The invention dopes molybdenum element in zinc germanate (Zn)₂GeO₄) Prepared in a matrix withThe blue-emitting long-afterglow nanorod is marked as ZGO and Mo NRs, and the adjustment of the luminous intensity and the decay time of the ZGO and the Mo NRs is realized by changing the pH value. Meanwhile, ZGO NRs with high luminous intensity and long decay time are screened out and used for preparing a nano probe for detecting PSA. Au @ Ag @ SiO₂The preparation method of the NPs comprises the steps of coating a silicon dioxide shell layer on the surface of the Au @ Ag NPs, etching the Ag shell and reducing the Ag shell layer into smaller Ag nano particles, and the structure not only improves the defect that the Au @ Ag NPs are easy to gather in a solution, but also ensures the quenching capability of the Au @ Ag NPs. We absorbed the spectrum in the blue wavelength region of Au @ Ag @ SiO₂NPs serve as energy receptors to construct a sensor based on a FRET principle, and sensitive detection of PSA without interference of autofluorescence signals is realized.

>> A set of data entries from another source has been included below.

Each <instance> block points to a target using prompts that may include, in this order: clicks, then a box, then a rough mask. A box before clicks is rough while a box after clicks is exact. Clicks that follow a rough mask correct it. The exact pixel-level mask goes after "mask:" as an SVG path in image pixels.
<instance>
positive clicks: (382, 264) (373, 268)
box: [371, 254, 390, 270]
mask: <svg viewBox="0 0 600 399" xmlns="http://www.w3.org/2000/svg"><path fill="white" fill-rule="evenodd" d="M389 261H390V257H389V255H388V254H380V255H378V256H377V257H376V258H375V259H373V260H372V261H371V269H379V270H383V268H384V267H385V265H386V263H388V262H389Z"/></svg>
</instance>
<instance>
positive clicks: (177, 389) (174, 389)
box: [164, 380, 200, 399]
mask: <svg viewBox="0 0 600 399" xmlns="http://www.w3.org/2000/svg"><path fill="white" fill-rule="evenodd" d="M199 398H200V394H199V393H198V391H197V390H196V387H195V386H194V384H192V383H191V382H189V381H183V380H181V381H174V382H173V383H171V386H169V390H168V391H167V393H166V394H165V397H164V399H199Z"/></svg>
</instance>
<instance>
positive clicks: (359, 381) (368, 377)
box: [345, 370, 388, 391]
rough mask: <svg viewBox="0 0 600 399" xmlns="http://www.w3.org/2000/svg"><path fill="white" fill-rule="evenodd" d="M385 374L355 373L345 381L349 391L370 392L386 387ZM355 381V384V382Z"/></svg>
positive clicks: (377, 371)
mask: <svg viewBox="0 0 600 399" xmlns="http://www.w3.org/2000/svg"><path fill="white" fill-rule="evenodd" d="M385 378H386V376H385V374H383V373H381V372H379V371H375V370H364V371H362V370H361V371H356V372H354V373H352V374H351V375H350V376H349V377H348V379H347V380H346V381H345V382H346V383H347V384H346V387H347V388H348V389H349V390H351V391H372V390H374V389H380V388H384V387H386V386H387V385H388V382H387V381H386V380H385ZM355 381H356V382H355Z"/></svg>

The detection probe capable of specifically recognizing the prostate specific antigen is prepared by coupling the long-afterglow nanorod ZGO and Mo NRs capable of continuously emitting blue light and an aptamer PSA-A as a luminescent material. Selecting Au @ Ag @ SiO with absorption spectrum in blue light range₂NPs construct a luminescent receptor, and an aptamer complementary chain PSA-C and Au @ Ag @ SiO are subjected to the action of an Ag-SH covalent bond₂The NPs are coupled so that they can hybridize to the detection probes to quench the luminescence of the probes. When no prostate specific antigen exists, the detection probe long afterglow nano rod ZGO, Mo NRs and Au @ Ag @ SiO₂NPs are connected together through hybridization of nucleic acid chains, and the luminescent signals of ZGO and Mo NRs are quenched; when prostate specific antigen exists, the aptamer chain on the detection probe ZGO: Mo NRs is specifically combined with the prostate specific antigen so as to be combined with Au @ Ag @ SiO₂NPs are separated, so that the luminescence of the nano-rods is recovered, and a spectral analysis method capable of sensitively detecting the prostate specific antigen is designed according to the luminescence of the nano-rods. Can effectively eliminate the interference of autofluorescence and realize the accurate detection of the content of prostate specific antigen in the detected sample.

The detection method of the prostate specific antigen provided by the invention has high sensitivity and specificity, and when the content of the prostate specific antigen in an actual sample is detected, the interference of autofluorescence, light scattering and the like of other substances in a biological matrix can be completely avoided, so that the detection result also has high accuracy and sensitivity.

Drawings

FIG. 1 is a schematic diagram of an experiment for detecting prostate specific antigen in the present invention;

FIG. 2 is a transmission electron microscope image of the long afterglow nanorods ZGO and Mo NRs prepared in example 2;

FIG. 3 is Au @ Ag @ SiO prepared in example 3₂Transmission electron microscopy images of NPs;

FIG. 4 is a graph of the luminescence spectrum and the linear relationship of the sensor in the presence of different concentrations of prostate specific antigen from example 3.

Detailed Description

The present invention will be described in detail with reference to the accompanying drawings and examples.